Liverpool players sitting on a bench - concept of substitutions
CHEN WEI SENG / Bigstockphoto.com

If not completely in touch with footballing terminology, you may not fully understand what subs are or how many are allowed. A ‘sub’ is simply a substitute, which is a player who comes on when another has to leave the field or is replaced by the manager based on performance or for tactical reasons.

In this article, we will cover how many can be used in today’s football matches, along with how this has changed and how subs might evolve in the future.

How Many Subs Can Be Used in Football Games?

The number five

Essentially, the basic answer for major leagues is now five. Five substitutions are allowed during a typical 90-minute game, up from the previous total of three. The actual law is a little more complicated. Under the Laws of the Game, the maximum of five is permitted but fewer may be used depending on the association. In other words, FIFA permits five, but a certain country’s league may want to stick with three or four.

Why Would Associations Want Fewer Subs?

In the Premier League, all squads are full of quality. Even at the bottom end of the league, teams when not burdened with injuries have many top-quality performers available in the squad to come off the bench and influence games as substitutes. In some leagues, however, one or two teams may dominate.

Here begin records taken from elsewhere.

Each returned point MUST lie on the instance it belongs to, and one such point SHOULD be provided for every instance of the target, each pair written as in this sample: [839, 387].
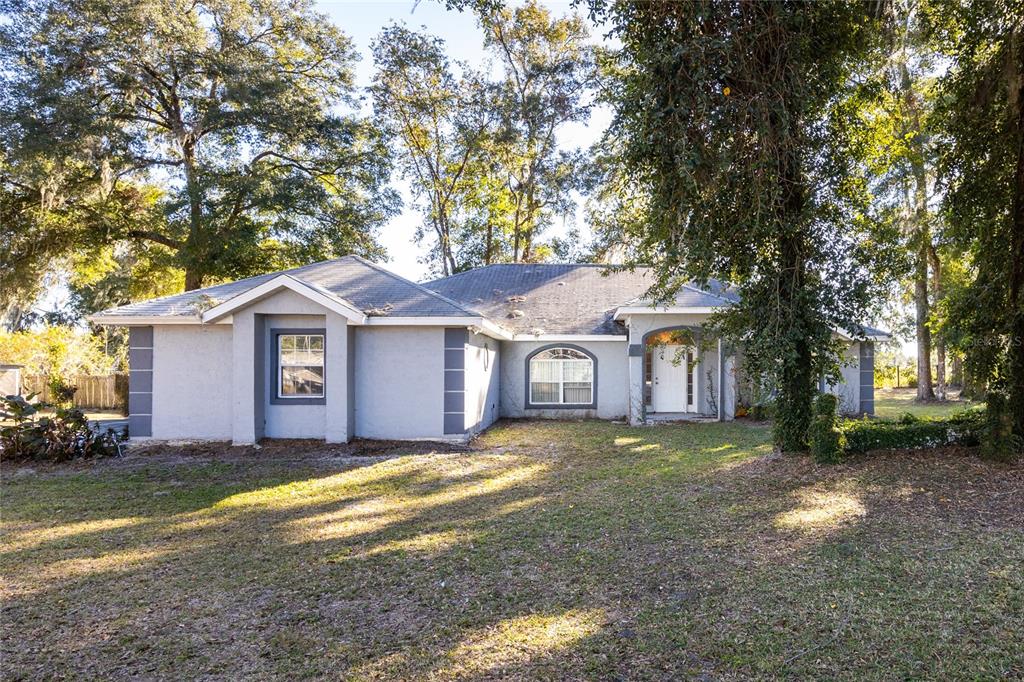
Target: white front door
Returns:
[674, 379]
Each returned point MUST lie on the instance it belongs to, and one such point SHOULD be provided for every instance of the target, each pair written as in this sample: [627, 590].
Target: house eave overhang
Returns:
[628, 310]
[318, 296]
[484, 326]
[146, 321]
[526, 336]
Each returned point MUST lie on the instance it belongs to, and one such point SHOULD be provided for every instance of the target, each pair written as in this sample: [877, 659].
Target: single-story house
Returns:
[345, 348]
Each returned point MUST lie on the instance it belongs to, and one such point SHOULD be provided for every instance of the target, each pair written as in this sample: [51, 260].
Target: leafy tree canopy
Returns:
[736, 121]
[236, 110]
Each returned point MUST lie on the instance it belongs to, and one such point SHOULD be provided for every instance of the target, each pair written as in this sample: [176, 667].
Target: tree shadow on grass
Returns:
[694, 555]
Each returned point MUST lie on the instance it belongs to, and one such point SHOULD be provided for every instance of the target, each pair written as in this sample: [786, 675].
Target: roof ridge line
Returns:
[706, 291]
[393, 275]
[200, 291]
[317, 288]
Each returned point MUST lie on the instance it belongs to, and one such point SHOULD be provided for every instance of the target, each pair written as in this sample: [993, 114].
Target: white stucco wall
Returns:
[192, 382]
[399, 382]
[612, 379]
[482, 382]
[849, 390]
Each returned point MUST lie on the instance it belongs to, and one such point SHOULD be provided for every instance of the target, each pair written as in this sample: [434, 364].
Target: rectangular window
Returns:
[300, 363]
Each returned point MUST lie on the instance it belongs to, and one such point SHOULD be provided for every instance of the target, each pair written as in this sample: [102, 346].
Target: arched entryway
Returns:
[672, 371]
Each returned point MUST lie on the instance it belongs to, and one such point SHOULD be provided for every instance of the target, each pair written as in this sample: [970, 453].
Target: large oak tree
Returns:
[735, 119]
[236, 110]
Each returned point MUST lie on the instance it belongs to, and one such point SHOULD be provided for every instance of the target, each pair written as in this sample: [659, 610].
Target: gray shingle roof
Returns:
[526, 298]
[545, 298]
[363, 284]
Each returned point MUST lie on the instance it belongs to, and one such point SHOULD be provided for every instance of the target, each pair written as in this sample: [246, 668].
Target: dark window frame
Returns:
[561, 406]
[275, 397]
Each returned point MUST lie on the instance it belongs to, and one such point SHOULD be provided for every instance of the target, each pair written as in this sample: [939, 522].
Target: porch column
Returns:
[728, 401]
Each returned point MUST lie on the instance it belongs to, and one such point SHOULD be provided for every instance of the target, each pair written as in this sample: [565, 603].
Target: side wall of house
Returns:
[399, 382]
[482, 398]
[848, 390]
[192, 382]
[611, 378]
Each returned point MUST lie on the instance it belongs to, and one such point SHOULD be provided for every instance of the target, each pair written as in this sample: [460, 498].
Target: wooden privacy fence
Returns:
[94, 392]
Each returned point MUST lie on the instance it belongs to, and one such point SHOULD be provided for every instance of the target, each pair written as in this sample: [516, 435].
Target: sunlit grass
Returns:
[515, 642]
[821, 510]
[552, 550]
[891, 402]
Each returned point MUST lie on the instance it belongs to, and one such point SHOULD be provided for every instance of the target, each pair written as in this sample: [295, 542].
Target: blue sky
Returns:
[363, 22]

When that is the case, it gives them an even greater advantage to be able to call upon five subs. When a game gets stretched, they may be able to call on five international-class players with fresh legs to change the game, while smaller teams cannot. This is why some leagues do not want long benches and lots of substitutions.

Sub Numbers Can Change

In domestic and international cup competitions, one extra sub can be used per team if a game goes into extra time. A total of six substitutions therefore can be made in a team of 11 over the course of a 120-minute game. We have more info on this below. That is the case with major competitive matches, such as those in the Premier League, La Liga, the World Cup, etc. The rules can change however depending on the type of match being played. For example:

  • In competitive international matches, up to six subs are allowed.
  • In other matches, more subs are allowed as long as the ref is informed.

Those other matches are essentially ‘friendlies’. In a typical friendly match, there is no limit on the number of subs allowed with many managers changing their entire team at half-time.

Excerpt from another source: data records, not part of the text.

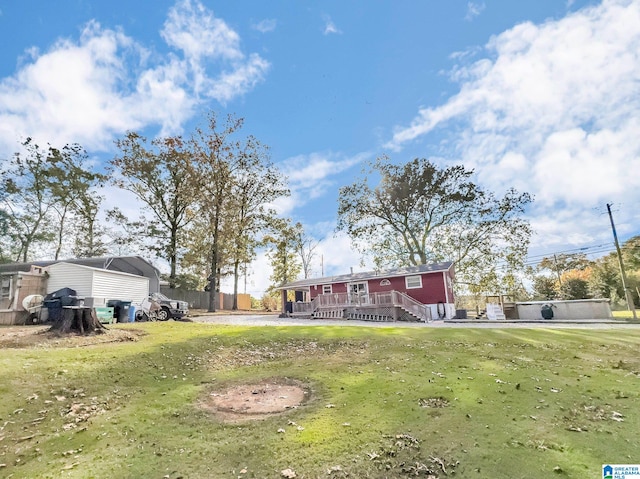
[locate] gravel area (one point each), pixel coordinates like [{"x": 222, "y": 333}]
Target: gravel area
[{"x": 274, "y": 320}]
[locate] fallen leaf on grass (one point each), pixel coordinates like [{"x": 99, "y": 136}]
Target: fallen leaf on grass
[
  {"x": 576, "y": 429},
  {"x": 288, "y": 473}
]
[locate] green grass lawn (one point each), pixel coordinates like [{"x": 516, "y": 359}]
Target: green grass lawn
[{"x": 383, "y": 402}]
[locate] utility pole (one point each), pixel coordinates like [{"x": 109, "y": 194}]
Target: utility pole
[
  {"x": 627, "y": 294},
  {"x": 555, "y": 261}
]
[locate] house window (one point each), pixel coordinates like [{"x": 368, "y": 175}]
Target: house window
[
  {"x": 413, "y": 282},
  {"x": 5, "y": 287}
]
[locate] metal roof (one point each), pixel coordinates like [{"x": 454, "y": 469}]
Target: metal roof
[{"x": 304, "y": 284}]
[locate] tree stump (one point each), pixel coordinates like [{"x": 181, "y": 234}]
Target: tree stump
[{"x": 78, "y": 319}]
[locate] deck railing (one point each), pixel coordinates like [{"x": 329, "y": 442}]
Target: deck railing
[
  {"x": 388, "y": 298},
  {"x": 409, "y": 304}
]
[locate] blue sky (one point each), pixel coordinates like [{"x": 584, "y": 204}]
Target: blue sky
[{"x": 540, "y": 95}]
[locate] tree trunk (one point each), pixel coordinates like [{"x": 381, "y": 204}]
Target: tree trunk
[
  {"x": 235, "y": 285},
  {"x": 78, "y": 320},
  {"x": 212, "y": 280}
]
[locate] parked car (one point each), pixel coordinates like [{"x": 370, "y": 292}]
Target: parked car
[{"x": 168, "y": 308}]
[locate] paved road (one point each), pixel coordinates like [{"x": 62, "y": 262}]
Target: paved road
[{"x": 274, "y": 320}]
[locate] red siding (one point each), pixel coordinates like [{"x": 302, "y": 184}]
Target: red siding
[
  {"x": 335, "y": 288},
  {"x": 434, "y": 287}
]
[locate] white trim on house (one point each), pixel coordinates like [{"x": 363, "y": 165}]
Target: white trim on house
[
  {"x": 446, "y": 286},
  {"x": 91, "y": 282},
  {"x": 413, "y": 277}
]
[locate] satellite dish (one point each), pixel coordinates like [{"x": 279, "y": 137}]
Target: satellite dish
[{"x": 33, "y": 302}]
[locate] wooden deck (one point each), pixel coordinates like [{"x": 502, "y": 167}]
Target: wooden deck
[{"x": 387, "y": 306}]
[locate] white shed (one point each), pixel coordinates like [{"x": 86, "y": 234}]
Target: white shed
[{"x": 96, "y": 283}]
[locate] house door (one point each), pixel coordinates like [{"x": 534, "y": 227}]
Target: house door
[{"x": 358, "y": 293}]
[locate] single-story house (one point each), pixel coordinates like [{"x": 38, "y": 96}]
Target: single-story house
[
  {"x": 15, "y": 287},
  {"x": 97, "y": 286},
  {"x": 417, "y": 293},
  {"x": 135, "y": 265}
]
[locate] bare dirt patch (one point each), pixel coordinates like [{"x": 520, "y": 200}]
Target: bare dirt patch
[
  {"x": 40, "y": 337},
  {"x": 256, "y": 400}
]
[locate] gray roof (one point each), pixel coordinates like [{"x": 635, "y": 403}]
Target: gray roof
[{"x": 304, "y": 284}]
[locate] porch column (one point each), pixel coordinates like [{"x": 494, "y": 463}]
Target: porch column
[{"x": 284, "y": 303}]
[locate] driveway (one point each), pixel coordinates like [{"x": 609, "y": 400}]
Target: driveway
[{"x": 274, "y": 320}]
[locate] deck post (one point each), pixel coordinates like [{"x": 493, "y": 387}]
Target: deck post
[{"x": 284, "y": 303}]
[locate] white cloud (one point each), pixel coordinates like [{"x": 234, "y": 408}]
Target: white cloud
[
  {"x": 265, "y": 26},
  {"x": 96, "y": 87},
  {"x": 553, "y": 109},
  {"x": 329, "y": 26},
  {"x": 474, "y": 9},
  {"x": 192, "y": 28}
]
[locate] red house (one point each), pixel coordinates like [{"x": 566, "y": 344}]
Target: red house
[{"x": 417, "y": 293}]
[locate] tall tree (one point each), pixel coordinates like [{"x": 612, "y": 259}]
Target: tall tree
[
  {"x": 89, "y": 238},
  {"x": 305, "y": 246},
  {"x": 72, "y": 184},
  {"x": 257, "y": 183},
  {"x": 27, "y": 199},
  {"x": 158, "y": 176},
  {"x": 215, "y": 151},
  {"x": 420, "y": 213}
]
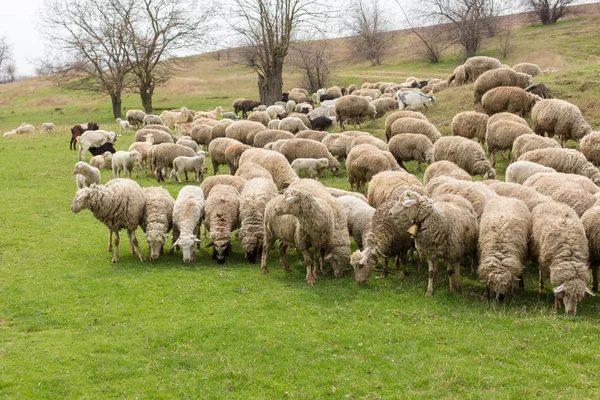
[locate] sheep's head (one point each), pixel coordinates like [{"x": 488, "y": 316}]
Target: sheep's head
[{"x": 570, "y": 293}]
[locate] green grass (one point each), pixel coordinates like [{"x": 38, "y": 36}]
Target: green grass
[{"x": 73, "y": 325}]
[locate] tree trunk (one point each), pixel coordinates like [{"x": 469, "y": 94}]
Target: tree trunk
[{"x": 116, "y": 103}]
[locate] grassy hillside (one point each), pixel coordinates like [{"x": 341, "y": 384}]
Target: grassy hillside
[{"x": 73, "y": 325}]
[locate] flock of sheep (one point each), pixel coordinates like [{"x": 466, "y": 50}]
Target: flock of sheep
[{"x": 545, "y": 211}]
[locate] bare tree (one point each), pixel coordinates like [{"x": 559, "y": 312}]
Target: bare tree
[
  {"x": 268, "y": 28},
  {"x": 368, "y": 24},
  {"x": 92, "y": 39},
  {"x": 548, "y": 11}
]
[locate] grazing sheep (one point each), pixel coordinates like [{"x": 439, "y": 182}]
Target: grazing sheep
[
  {"x": 86, "y": 175},
  {"x": 448, "y": 216},
  {"x": 559, "y": 243},
  {"x": 508, "y": 99},
  {"x": 188, "y": 211},
  {"x": 568, "y": 161},
  {"x": 413, "y": 125},
  {"x": 501, "y": 136},
  {"x": 529, "y": 142},
  {"x": 157, "y": 219},
  {"x": 465, "y": 153},
  {"x": 503, "y": 241},
  {"x": 499, "y": 77},
  {"x": 119, "y": 204},
  {"x": 254, "y": 198}
]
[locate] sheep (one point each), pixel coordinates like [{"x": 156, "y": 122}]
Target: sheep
[
  {"x": 529, "y": 142},
  {"x": 275, "y": 163},
  {"x": 409, "y": 146},
  {"x": 508, "y": 99},
  {"x": 253, "y": 200},
  {"x": 125, "y": 126},
  {"x": 353, "y": 107},
  {"x": 222, "y": 213},
  {"x": 503, "y": 241},
  {"x": 135, "y": 117},
  {"x": 499, "y": 77},
  {"x": 157, "y": 219},
  {"x": 413, "y": 125},
  {"x": 47, "y": 127},
  {"x": 86, "y": 175},
  {"x": 119, "y": 204},
  {"x": 217, "y": 149},
  {"x": 233, "y": 154},
  {"x": 564, "y": 160},
  {"x": 306, "y": 148},
  {"x": 188, "y": 211},
  {"x": 559, "y": 243},
  {"x": 94, "y": 139},
  {"x": 125, "y": 161},
  {"x": 501, "y": 136},
  {"x": 520, "y": 171},
  {"x": 184, "y": 164},
  {"x": 470, "y": 124},
  {"x": 528, "y": 68},
  {"x": 559, "y": 117},
  {"x": 465, "y": 153}
]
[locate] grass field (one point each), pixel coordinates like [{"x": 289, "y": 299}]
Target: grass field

History of Substitutions in Football

Substitute player
katatonia82 / Bigstockphoto.com

We have to be quite pernickety with the word ‘substitute’ here. In the past, the word wasn’t used for one player replacing another from the bench during a football match. In the earliest incarnations of the game, around 1860, substitute meant simply that a player was brought in from the start for someone who’d failed to turn up for a game. Subs as we know them now did not appear in the game until 1958 when they were added to the laws. Before that time had a player gone off injured, even a goalkeeper, no substitute player was allowed on.

Allowed substitution numbers rose to two from a possible five players in 1988, then later increases allowed for sub ‘keepers and then any three subs from seven named on the bench in recent years. Two subs, plus a goalkeeper if needed, came into play in 1994, in time for the World Cup. This rose to three of any type in ’95 and then to four in particular international competitions beginning from Euro 2016, though only in extra time.

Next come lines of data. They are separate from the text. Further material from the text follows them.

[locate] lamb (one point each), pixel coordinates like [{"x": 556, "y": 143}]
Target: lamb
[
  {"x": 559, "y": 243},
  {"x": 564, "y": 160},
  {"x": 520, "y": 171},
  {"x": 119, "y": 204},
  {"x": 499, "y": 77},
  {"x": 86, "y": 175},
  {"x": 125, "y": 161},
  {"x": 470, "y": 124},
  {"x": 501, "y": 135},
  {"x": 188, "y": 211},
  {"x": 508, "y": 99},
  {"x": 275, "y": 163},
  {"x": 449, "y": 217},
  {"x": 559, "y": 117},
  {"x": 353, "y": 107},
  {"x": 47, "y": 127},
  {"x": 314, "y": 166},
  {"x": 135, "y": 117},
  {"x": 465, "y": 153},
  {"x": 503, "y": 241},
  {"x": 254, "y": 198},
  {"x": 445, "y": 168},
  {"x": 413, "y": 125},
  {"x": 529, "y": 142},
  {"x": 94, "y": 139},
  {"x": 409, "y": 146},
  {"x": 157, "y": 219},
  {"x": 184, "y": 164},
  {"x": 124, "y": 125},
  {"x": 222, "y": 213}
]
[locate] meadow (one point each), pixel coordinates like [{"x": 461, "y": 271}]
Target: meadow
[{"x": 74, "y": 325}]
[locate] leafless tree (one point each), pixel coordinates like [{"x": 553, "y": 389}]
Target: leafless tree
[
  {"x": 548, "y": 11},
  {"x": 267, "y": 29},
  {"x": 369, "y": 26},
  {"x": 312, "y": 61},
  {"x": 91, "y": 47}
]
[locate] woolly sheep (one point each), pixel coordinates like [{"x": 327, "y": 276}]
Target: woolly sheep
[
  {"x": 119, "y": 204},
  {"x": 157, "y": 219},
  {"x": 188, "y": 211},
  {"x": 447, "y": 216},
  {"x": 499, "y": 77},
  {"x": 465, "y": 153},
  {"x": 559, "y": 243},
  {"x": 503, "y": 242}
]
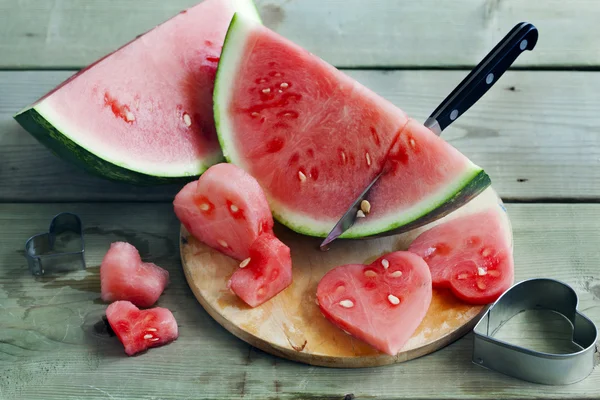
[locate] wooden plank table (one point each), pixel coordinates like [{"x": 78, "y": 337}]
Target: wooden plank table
[{"x": 537, "y": 133}]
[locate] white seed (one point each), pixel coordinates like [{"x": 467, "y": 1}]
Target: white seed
[
  {"x": 129, "y": 116},
  {"x": 301, "y": 176},
  {"x": 187, "y": 119},
  {"x": 244, "y": 263},
  {"x": 347, "y": 303},
  {"x": 365, "y": 206}
]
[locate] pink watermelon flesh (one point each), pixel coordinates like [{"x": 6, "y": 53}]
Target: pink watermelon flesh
[
  {"x": 382, "y": 303},
  {"x": 138, "y": 329},
  {"x": 266, "y": 272},
  {"x": 148, "y": 105},
  {"x": 470, "y": 255},
  {"x": 123, "y": 276},
  {"x": 225, "y": 209},
  {"x": 314, "y": 137}
]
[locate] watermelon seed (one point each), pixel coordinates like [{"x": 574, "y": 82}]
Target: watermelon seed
[
  {"x": 365, "y": 206},
  {"x": 393, "y": 299},
  {"x": 301, "y": 176},
  {"x": 244, "y": 263},
  {"x": 187, "y": 119},
  {"x": 347, "y": 303}
]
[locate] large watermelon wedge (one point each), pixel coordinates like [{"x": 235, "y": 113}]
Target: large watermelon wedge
[
  {"x": 313, "y": 138},
  {"x": 143, "y": 113}
]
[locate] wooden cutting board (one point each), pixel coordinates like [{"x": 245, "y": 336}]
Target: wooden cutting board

The five-substitute rule was brought in during 2020, mostly in order to ease fixture congestion for teams following lockdowns caused by the global health crisis. The idea was that there would be three opportunities to bring on subs, with an additional chance providing in extra time where needed. The opportunities were to be exclusive of the subs made at half-time in normal or extra time or before the beginning of extra time.

Could the Use of Substitutes Evolve Further?

Football may be the biggest and most popular sport in the world, but it has shown itself multiple times to have lots to learn from other sports. Many fans want VAR decisions to be more like rugby. It took an age to get the sort of goal line technology already used in tennis and cricket, while substitutions are already better used in other major sports too. Thinking about basketball, replacements in that sport are fare more dynamic. Why not be able to switch players in and out of a game, so long as it’s done quickly?

A punter may have paid £100 to see Erling Haaland, only for him to go off injured after ten minutes. What if, after some treatment, he would have been perfectly OK to come back on in 15 minutes’ time? Why not allow that and give watchers full value for their money? Of course, there would be issues. The game is already stopping too many times, but what if we could make subs quicker?

Players already wear all sorts within their shirts and equipment, so presumably it would be nothing to add a chip which connects to a system showing who is in play and who isn’t. No more written notes, while those sitting upstairs or remotely (VAR) can keep a manual check on the numbers, rather than the referee.

Furthermore, even the announcer shouldn’t make too big a deal of the oncoming player. Simply announce their name as they enter, much as they do in cricket when a new batsman comes to the crease. Easy. When there is a VAR check, that is another opportune moment for managers to throw on a replacement with the system taking care of the admin. This can be shown on a screen or announced, perhaps alongside a game clock which stops when the match does, meaning no more ‘injury time’. Interesting thoughts indeed.